From: Virgil on
In article <45203320(a)news2.lightlink.com>,
Tony Orlow <tony(a)lightlink.com> wrote:


>
> If you want to do math, you might want to stick to quantities. It's much
> easier.


Very little of mathematics is limited only to "quantities".

It is one of TO's many limitations that he does not see any further into
mathematics than that little, and does not even see that little clearly.
From: Tony Orlow on
Virgil wrote:
> In article <4520254e(a)news2.lightlink.com>,
> Tony Orlow <tony(a)lightlink.com> wrote:
>
>
>> You do realize that my statements involve a considerable amount of
>> personal reflection, don't you? There is more to the number circle than
>> "proven". In the binary number circle, "100...000" is both positive and
>> negative infinity.
>
> What about "100...0001"?

That is the actual greatest negative integer, given any range of bit
positions, in perfect balance with its 2's complement inverse, the
greatest positive natural. Remember, bit positions extend infinitely to
the right as well. They all add up to 1.
From: Tony Orlow on
Virgil wrote:
> In article <452032b9(a)news2.lightlink.com>,
> Tony Orlow <tony(a)lightlink.com> wrote:
>
>> Virgil wrote:
>>> In article <45201554(a)news2.lightlink.com>,
>>> Tony Orlow <tony(a)lightlink.com> wrote:
>>>
>>>> Virgil wrote:
>>>>> In article <451df41c(a)news2.lightlink.com>,
>>>>> Tony Orlow <tony(a)lightlink.com> wrote:
>>>>>
>>>>>> Virgil wrote:
>>>>>>> In article <451dd1f2(a)news2.lightlink.com>,
>>>>>>> Tony Orlow <tony(a)lightlink.com> wrote:
>>>>>>>
>>>>>>>> Virgil wrote:
>>>>>>>>>> Are you saying that aleph_0 naturals only require
>>>>>>>>>> ln(aleph_0+1)/ln(2)
>>>>>>>>>> bit positions?
>>>>>>>>> Not at all. I am talking about indvidual natural numbers as members
>>>>>>>>> of
>>>>>>>>> N, ,not N itself, which is not a member of N.
>>>>>>>> And also for every set of contiguous naturals starting at 0 EXCEPT for
>>>>>>>> N. Why EXCEPT for N?
>>>>>>>>
>>>>>>> For the same reason that a paper sack holding oranges is not an orange.
>>>>>>>
>>>>>> A set is a sack? It is nothing besides the elements it includes.
>>>>> A set is a container, and is not one of the objects that it contains.
>>>> It is nothing more or less than its contents.
>>> It is determined uniquely and entirely by its contents, as stated in the
>>> axiom of extentionality.
>> So we agree. There is nothing besides the members.
>
> To say that it is completely determined by its members is not to say
> that it "is nothing besides its members". If it were nothing besides its
> members we cold not give it a name as a thing of its own.

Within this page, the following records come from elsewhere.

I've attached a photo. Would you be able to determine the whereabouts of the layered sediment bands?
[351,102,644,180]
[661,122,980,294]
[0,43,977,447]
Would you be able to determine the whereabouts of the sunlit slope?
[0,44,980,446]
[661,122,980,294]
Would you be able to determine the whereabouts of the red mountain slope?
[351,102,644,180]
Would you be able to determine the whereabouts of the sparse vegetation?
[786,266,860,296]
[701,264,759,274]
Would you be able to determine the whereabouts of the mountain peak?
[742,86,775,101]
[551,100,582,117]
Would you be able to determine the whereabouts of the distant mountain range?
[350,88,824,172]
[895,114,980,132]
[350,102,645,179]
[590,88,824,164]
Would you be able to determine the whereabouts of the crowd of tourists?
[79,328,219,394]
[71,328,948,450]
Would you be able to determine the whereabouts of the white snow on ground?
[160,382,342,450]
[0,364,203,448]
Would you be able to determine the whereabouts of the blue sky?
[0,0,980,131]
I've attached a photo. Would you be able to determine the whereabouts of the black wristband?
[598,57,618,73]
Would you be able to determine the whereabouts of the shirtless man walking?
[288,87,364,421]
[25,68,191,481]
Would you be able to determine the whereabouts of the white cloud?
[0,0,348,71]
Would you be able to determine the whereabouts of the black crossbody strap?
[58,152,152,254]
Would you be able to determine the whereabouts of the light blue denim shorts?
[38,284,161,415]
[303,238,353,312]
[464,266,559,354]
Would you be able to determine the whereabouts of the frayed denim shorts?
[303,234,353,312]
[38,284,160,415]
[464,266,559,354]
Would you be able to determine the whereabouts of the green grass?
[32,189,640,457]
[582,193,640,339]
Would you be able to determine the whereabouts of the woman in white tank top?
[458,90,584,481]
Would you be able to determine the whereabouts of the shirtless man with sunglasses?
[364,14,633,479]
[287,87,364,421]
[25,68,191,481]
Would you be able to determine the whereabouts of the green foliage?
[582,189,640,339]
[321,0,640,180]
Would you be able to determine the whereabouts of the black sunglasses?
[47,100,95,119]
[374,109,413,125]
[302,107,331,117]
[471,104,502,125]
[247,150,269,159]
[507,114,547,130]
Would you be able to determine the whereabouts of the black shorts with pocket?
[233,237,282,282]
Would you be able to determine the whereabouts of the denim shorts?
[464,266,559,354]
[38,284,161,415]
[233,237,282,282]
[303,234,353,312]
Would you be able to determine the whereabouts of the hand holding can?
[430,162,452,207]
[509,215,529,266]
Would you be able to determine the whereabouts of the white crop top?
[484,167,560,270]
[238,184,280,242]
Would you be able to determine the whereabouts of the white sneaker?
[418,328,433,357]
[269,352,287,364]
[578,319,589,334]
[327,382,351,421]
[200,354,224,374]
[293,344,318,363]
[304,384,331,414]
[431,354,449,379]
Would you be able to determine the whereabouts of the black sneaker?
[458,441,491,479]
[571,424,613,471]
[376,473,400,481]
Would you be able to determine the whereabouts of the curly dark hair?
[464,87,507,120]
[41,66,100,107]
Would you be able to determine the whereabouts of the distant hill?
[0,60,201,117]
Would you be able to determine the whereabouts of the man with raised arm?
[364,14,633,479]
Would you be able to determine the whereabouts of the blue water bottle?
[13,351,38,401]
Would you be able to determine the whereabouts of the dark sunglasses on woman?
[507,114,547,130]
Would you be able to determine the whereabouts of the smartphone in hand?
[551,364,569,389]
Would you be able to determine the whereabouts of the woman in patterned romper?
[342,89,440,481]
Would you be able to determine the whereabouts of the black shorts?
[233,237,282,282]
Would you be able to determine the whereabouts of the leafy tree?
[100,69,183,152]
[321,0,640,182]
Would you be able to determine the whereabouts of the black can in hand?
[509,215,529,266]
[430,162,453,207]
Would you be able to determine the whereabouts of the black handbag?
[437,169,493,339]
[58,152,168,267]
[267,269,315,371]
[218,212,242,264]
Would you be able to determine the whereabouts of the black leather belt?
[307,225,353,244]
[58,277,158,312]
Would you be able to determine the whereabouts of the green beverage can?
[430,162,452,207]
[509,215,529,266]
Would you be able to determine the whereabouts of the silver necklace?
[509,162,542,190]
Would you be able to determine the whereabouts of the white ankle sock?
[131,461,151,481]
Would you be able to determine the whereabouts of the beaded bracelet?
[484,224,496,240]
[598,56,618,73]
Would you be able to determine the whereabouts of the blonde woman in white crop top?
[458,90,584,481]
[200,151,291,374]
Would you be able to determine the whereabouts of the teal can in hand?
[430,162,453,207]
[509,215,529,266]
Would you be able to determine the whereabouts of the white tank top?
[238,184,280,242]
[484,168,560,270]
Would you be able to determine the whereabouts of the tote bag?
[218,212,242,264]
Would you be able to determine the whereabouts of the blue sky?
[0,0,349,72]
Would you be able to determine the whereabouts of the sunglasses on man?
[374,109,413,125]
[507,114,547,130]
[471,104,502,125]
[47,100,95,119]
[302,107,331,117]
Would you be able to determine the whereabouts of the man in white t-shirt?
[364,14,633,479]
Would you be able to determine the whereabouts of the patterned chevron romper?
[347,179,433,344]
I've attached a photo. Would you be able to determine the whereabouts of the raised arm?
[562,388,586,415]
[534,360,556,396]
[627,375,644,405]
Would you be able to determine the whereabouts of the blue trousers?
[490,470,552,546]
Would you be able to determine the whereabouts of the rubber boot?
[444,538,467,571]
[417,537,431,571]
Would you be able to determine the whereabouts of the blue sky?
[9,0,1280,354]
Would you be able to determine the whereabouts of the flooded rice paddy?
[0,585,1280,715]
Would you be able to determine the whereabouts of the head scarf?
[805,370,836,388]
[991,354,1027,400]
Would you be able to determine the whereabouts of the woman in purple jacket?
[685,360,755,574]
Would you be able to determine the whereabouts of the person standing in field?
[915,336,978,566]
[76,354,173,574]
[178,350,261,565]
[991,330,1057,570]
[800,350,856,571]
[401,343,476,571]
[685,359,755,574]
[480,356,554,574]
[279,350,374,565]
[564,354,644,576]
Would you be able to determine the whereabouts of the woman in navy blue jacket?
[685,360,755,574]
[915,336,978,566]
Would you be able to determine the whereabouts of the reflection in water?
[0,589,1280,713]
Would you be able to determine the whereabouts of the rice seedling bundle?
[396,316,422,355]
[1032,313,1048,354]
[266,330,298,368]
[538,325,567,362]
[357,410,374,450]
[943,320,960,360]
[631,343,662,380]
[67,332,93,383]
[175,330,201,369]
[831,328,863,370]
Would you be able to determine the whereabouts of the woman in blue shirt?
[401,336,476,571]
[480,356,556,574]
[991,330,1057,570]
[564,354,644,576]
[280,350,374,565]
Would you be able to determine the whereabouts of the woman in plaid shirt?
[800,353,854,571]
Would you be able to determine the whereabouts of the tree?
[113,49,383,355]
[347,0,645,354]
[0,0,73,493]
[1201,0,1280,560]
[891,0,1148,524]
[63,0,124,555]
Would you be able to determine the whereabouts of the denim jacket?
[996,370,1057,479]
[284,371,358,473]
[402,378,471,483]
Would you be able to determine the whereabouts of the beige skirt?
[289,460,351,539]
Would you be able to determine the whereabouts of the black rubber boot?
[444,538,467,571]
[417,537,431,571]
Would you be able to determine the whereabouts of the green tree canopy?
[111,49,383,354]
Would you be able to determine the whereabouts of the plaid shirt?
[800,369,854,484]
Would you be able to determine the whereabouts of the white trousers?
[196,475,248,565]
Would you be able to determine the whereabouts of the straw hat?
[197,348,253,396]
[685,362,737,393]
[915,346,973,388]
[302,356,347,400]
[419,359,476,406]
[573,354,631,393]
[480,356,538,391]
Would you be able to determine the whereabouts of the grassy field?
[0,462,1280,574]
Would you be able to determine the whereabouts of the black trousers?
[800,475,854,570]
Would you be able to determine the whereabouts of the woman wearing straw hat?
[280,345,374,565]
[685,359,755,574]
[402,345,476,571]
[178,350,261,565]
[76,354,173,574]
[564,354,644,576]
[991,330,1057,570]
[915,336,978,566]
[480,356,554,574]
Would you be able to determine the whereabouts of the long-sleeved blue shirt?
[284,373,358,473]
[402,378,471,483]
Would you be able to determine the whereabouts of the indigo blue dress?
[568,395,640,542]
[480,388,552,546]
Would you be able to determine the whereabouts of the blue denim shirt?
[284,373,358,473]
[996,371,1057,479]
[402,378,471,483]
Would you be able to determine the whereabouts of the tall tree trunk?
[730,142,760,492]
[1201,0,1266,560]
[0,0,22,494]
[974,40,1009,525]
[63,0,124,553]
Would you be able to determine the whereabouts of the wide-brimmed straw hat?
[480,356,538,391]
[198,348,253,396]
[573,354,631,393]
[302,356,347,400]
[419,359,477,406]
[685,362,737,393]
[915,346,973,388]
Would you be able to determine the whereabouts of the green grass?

So, it is completely determined by its members, but that's not all there
is to its determination. Uh huh.
From: Tony Orlow on
Virgil wrote:
> In article <45202ef3(a)news2.lightlink.com>,
> Tony Orlow <tony(a)lightlink.com> wrote:
>
>> Virgil wrote:
>> Hi Virgil. You look nice tonight. Did you get your hair done?
>
> Nice of you to notice what I have so little of.

Like I said, eat eggs. Birds have a lot of practice growing really large
hairlike things.

>
>> Can I make the balls disappear or not? How long does it take to get
>> permission to speak from your superiors? What is YOUR judgment?
>>> If one is given a certain set of rules which produce a certain outcome
>>> then any alteration of those rules will produce an outcome irrelevant to
>>> the consequences from the original set of rules.
>> If one changes a rule in a specific way, it will have a specific
>> consequence.
>
> But not necessarily relevant to what would occur without the change.

You mean the specifics of the change have no relation to the changes of
the specifics? I rather doubt anyone in their right mind agrees.
From: MoeBlee on
mueckenh(a)rz.fh-augsburg.de wrote:
> This is an extremely good example that shows that set theory is at
> least for physics and, more generally, for any science, completely
> meaningless.

Except that set theory axiomatizes the portions of standard mathematics
used by physics and the sciences.

You say that set theory is meaningless as you work on a computer that
depends on the advent of technology hastened from the theoretical
contexts of mathematical logic and set theory.